📝 SummarXiv

Abstract

Active agents with time-delayed interactions arise naturally in various real-world systems, such as biological systems, transportation networks and robotic swarms. Such systems are typically modeled as Delay Differential Equations (DDEs) that incorporate inertial effects. In this paper, we investigate the stability of pattern formation of active agents with inertia and time delays, in both uncoupled and coupled scenarios. We derive and analyze a high-dimensional linear DDE model that characterizes the stability of such formations. Starting with the uncoupled scenario, where agents are driven only by a virtual leader, we describe the stability spectrum and provide conditions for the delay-independent (absolute) stability of the formations, as well as delay-dependent stability and unstable hyperbolic behavior. Different cases correspond to distinct universality classes of the corresponding spectrum. For the coupled scenario, where agents are driven by both the virtual leader and inter-agent interactions, we consider both symmetric and non-symmetric coupling topologies.

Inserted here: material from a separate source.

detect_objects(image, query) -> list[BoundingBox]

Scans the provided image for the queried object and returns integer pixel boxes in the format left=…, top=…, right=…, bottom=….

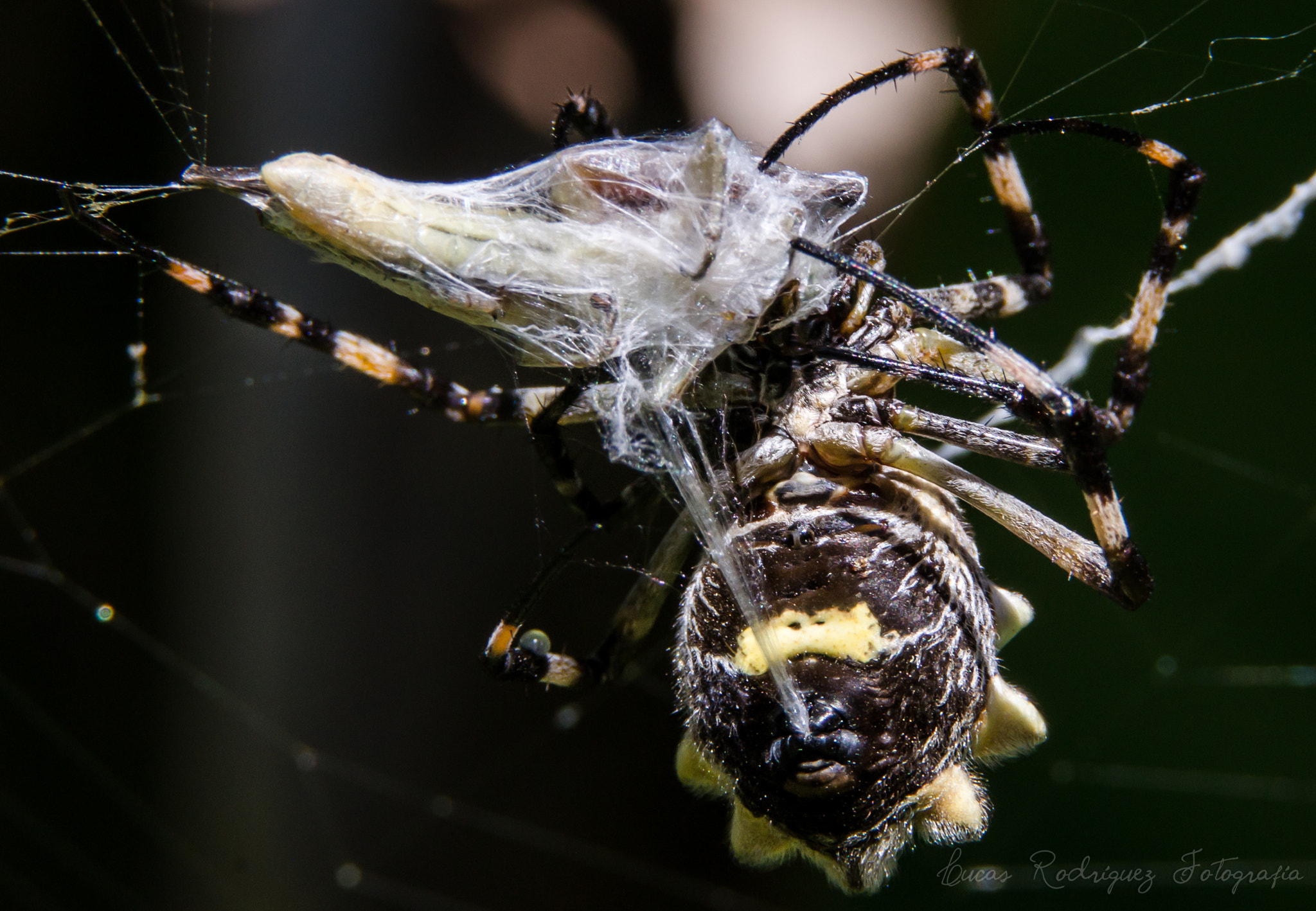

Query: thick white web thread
left=5, top=0, right=1316, bottom=905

Here we also provide an explicit spectrum classification, including the absolute stability criterion. Additionally, we investigate interactions in the large-delay limit, where delays affect inter-agent coupling, while local feedback remains instantaneous. In this limit, we prove rigorously that the stability region in the complex plane of the eigenvalues of the Laplacian matrix converges to a circle centered at the origin, a phenomenon previously observed in delay-coupled networks. Our findings provide a universal framework for understanding stable formations and motions of active agents with delayed interactions.